A significant step towards open bibliographic data was made in Copenhagen this week at the 25th anniversary meeting of the Conference of European National Librarians (CENL) hosted by the Royal Library of Denmark. From the CENL announcement:
…the Conference of European National Librarians (CENL), has voted overwhelmingly to support the open licensing of their data. What does that mean in practice? It means that the datasets describing all the millions of books and texts ever published in Europe – the title, author, date, imprint, place of publication and so on, which exists in the vast library catalogues of Europe – will become increasingly accessible for anybody to re-use for whatever purpose they want. The first outcome of the open licence agreement is that the metadata provided by national libraries to Europeana.eu, Europe’s digital library, museum and archive, via the CENL service The European Library, will have a Creative Commons Universal Public Domain Dedication, or CC0 licence. This metadata relates to millions of digitised texts and images coming into Europeana from initiatives that include Google’s mass digitisations of books in the national libraries of the Netherlands and Austria. ….it will mean that vast quantities of trustworthy data are available for Linked Open Data developments
There is much to be welcomed here. Firstly that the vote was overwhelming. Secondly that the open license chosen to release this data under is Creative Commons CC0 thus enabling reuse for any purpose. You cannot expect such a vote to cover all the detail, but the phrase ‘trustworthy data are available for Linked Open Data developments’ does give rise to some possible concerns for me.

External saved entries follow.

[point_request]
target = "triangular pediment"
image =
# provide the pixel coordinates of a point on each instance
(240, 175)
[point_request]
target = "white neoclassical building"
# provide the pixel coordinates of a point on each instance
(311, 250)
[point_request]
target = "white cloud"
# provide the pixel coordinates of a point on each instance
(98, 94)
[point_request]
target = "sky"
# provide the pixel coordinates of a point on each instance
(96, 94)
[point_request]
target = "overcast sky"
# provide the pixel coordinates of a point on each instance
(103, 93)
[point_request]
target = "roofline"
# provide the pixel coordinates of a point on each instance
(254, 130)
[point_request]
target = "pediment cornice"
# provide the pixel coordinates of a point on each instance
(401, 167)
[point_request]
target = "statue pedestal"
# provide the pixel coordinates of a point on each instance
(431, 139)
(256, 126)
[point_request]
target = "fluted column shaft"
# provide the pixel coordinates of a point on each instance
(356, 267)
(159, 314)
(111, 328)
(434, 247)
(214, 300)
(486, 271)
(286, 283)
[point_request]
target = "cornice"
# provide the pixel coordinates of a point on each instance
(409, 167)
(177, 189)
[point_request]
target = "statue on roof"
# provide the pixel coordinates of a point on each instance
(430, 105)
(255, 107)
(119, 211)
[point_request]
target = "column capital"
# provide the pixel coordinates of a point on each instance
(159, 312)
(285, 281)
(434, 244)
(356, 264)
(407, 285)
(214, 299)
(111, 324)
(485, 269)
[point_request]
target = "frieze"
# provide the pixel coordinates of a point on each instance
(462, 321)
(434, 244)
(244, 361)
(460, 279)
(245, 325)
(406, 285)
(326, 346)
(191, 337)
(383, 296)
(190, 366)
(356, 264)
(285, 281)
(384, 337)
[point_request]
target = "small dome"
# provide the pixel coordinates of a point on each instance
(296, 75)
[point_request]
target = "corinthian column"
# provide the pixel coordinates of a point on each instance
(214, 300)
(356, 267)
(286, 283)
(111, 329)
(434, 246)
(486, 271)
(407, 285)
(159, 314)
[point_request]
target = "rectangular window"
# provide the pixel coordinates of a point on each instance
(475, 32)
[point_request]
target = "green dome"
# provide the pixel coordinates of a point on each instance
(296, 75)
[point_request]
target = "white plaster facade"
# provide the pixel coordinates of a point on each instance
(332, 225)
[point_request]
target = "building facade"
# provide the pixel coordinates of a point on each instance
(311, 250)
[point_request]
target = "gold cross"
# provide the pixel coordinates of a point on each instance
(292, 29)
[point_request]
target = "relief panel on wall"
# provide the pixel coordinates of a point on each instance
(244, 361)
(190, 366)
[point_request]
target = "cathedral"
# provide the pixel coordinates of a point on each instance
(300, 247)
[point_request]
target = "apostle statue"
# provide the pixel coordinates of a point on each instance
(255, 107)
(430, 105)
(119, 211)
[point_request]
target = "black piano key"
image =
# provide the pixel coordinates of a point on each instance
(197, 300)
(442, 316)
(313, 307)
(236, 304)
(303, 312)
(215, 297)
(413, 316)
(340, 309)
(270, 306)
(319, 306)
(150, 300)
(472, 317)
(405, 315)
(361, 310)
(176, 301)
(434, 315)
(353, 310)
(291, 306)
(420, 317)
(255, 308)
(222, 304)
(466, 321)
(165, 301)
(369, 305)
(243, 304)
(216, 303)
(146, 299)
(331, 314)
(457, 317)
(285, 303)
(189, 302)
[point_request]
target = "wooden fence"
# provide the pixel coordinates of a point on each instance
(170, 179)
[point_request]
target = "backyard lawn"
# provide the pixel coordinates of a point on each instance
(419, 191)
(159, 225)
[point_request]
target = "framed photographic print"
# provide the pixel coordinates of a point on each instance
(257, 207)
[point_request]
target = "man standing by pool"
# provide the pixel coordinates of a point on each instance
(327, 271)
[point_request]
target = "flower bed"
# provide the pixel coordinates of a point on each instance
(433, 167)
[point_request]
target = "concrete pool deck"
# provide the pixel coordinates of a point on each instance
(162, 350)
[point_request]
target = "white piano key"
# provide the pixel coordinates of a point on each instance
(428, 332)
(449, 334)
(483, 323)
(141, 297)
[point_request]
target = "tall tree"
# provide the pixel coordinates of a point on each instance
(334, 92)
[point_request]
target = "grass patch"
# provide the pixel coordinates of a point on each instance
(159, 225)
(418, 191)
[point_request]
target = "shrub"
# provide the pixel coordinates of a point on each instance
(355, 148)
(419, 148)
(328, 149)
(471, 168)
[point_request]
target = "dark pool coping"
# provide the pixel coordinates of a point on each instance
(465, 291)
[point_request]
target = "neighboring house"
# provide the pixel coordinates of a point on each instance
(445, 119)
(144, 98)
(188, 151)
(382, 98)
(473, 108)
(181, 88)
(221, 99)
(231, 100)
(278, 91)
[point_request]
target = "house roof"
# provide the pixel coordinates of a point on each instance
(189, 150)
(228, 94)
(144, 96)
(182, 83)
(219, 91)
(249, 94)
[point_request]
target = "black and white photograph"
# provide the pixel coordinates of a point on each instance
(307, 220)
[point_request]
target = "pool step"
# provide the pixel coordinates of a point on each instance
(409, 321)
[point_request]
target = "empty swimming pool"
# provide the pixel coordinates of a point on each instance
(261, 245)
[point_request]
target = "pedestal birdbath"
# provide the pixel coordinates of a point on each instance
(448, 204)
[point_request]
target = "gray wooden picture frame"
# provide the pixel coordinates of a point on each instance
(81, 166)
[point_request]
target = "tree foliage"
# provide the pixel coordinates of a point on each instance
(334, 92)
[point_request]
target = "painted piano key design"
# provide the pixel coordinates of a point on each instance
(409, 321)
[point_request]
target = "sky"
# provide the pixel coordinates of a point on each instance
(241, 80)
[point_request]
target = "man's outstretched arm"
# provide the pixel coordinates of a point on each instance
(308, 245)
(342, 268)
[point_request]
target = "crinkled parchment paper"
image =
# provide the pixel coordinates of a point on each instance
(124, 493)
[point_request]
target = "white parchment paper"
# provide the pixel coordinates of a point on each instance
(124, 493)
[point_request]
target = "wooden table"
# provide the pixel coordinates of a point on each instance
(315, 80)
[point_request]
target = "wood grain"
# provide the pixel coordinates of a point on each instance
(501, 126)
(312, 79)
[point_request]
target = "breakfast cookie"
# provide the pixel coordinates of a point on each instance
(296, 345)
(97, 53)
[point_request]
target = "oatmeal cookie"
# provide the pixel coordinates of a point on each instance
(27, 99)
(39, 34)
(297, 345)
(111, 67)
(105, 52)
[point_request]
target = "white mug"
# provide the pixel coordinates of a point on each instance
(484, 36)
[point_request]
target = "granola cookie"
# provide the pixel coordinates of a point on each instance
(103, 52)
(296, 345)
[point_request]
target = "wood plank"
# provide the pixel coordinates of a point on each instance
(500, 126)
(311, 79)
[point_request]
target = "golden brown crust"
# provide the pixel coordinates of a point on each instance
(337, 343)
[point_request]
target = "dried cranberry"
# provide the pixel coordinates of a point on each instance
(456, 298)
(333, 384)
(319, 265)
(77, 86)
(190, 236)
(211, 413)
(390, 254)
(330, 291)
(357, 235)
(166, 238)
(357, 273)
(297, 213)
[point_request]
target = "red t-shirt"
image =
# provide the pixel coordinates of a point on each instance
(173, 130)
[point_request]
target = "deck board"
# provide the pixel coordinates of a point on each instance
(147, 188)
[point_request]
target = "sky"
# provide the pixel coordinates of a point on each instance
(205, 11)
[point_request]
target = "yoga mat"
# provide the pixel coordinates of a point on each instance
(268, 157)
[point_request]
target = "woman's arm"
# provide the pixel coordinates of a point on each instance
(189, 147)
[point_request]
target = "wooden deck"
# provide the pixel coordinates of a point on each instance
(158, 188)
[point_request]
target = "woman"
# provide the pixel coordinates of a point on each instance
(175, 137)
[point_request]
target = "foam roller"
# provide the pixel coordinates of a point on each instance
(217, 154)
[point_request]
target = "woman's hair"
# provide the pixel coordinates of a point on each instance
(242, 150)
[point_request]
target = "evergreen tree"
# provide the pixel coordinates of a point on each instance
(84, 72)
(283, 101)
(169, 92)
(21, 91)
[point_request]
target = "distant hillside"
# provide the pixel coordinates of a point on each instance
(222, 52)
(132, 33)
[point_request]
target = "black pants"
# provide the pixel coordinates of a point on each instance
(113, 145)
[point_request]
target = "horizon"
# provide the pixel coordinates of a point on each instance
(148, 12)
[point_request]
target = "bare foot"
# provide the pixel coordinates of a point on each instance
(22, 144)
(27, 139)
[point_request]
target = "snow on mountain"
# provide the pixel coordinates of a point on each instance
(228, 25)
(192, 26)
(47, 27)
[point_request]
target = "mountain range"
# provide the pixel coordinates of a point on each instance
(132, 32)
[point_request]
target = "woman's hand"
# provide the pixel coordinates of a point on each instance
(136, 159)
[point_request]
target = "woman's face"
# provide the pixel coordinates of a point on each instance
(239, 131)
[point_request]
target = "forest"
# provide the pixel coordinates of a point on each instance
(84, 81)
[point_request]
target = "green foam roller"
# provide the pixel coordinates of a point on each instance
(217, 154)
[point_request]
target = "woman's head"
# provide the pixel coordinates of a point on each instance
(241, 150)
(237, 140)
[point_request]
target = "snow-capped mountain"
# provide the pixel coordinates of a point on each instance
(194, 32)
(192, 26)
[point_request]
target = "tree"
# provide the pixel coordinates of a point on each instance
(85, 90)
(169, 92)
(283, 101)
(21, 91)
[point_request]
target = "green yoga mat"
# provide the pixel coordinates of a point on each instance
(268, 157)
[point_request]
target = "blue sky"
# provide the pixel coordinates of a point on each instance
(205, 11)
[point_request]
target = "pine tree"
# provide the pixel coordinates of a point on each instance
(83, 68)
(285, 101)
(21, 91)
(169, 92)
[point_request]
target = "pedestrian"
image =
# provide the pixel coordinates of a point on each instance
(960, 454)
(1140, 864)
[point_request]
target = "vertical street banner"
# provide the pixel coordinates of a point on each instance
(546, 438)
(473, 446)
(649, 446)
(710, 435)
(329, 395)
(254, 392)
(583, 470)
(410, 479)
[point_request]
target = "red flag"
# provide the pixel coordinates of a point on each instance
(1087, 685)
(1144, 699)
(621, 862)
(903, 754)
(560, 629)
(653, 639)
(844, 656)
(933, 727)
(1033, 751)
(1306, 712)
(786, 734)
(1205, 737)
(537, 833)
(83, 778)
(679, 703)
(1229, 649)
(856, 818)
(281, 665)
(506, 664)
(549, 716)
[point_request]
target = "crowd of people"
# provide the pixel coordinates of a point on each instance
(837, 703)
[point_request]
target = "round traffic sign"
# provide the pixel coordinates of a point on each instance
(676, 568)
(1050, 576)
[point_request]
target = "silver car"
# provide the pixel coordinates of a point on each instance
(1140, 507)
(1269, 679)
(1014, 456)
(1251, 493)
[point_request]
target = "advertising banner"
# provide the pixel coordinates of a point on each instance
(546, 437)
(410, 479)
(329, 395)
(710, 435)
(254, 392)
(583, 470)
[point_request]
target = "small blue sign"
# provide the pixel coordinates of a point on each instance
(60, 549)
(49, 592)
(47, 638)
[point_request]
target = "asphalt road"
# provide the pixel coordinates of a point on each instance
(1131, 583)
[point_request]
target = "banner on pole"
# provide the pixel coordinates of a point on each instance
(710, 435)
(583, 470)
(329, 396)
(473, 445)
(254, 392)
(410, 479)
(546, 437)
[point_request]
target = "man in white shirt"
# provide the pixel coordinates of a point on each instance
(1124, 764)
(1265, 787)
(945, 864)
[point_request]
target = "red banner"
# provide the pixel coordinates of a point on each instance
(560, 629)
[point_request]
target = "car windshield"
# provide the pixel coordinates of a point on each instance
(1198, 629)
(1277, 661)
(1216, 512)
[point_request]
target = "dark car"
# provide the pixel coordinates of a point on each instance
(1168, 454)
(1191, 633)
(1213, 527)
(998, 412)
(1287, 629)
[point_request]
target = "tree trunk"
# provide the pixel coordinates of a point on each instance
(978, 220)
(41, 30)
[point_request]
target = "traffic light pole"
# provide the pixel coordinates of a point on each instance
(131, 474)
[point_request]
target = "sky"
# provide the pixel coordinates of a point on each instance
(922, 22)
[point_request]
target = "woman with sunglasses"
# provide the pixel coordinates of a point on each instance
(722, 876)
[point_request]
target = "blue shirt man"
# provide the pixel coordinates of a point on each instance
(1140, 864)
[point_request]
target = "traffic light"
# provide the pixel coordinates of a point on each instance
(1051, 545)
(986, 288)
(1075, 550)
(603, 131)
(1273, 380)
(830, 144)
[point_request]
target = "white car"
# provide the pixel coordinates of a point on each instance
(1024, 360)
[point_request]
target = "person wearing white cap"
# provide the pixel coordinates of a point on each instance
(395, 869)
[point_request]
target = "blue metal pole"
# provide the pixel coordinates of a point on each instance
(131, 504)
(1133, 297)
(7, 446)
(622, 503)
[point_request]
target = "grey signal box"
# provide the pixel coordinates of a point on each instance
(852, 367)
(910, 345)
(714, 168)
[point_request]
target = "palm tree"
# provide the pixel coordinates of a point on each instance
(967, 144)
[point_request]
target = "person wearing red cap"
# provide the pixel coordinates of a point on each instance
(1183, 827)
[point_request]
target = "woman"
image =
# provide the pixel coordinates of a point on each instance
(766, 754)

My concern is not from the point of view that this implies that the data will need to be published as Linked Data – this also should be welcomed. My concern comes from some of the library focused Linked Data conversations, presentations and initiatives I have experienced over the last few months and years. Many in the library community, that have worked with Linked Data, lean towards the approach of using Linked Data techniques to reproduce the very fine detailed structure and terminology of their bibliographic records as a representation of those records in RDF (Linked Data data format). Two examples of this that come to mind:
- The recent release of an RDF representation of the MARC21 elements and vocabularies by MMA – Possibly of internal use only to someone transforming a library’s MARC record collection to identify concepts and entities to then describe as linked data. Mind-numbingly impenetrable for anyone who is not a librarian looking for useful data.
- The Europeana Data Model (EDM). An impressive and elegant Linked Data RDF representation of the internal record structure and process concerns of Europeana. However again not modelled in a way to make it easy for those outside the [Europeana] library community to engage with, understand and extract meaning from.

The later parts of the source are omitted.